The practice of buying and selling securities, commodities and similar financial services. Most financial traders work in financial firms or mutual groups to invest in various financial options. Financial traders investigate the background and financial data of many different investment opportunities, buy and sell stocks and bonds, monitor financial markets, understand the hallmarks of strengthening or weakening markets, and make wise investments with their own funds or those entrusted to them.
Traders typically determine which investments will be made by a financial firm and have a dramatic influence on the success of such businesses. Most traders work with companies that advise clients on which investments to pursue or pool resources into a large fund designed to earn investors a percentage of interest. Traders typically make money based upon the success of their investments, rather than the fees and related costs associated with financial advisors. Most traders work in office environments with the latest trading software and equipment. Traders must have a firm grasp of technology and electronic trading platforms that enable transactions in under a second.

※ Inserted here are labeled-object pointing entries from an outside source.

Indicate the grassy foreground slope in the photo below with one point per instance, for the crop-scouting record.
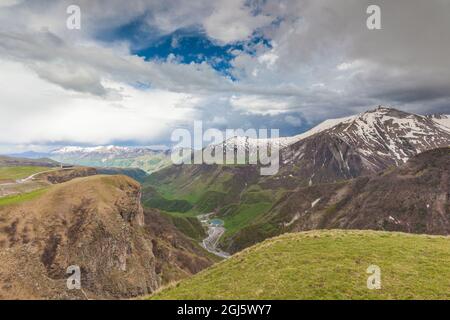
(327, 265)
(15, 173)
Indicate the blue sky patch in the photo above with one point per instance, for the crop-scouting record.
(186, 45)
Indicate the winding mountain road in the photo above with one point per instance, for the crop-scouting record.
(210, 243)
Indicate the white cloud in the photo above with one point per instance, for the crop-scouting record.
(232, 20)
(259, 104)
(48, 113)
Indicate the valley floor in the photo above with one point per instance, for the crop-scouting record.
(330, 264)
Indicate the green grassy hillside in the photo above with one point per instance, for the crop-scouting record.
(327, 265)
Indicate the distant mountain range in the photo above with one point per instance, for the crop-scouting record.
(143, 158)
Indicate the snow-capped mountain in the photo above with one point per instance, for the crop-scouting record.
(143, 158)
(364, 144)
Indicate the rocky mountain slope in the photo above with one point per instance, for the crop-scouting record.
(331, 154)
(98, 224)
(414, 198)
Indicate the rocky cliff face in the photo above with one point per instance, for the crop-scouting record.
(96, 223)
(412, 198)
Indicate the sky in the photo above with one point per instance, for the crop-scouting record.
(138, 69)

Most employers expect a bachelor's degree as a minimum educational requirement. Employers regularly prefer a master's in business administration or a related advanced degree for traders who work alone or as part of a small team. All traders who buy and sell using funds other than their own must register with the Financial Industry Regulatory Authority and obtain a license to trade. Certification obtained from the CFA Institute can bolster a candidate's resume. Important qualities for this profession include analytical, decision-making, problem-solving and mathematical skills. An eye for detail and ability to react quickly to changing conditions can dramatically increase the chances of success in this role.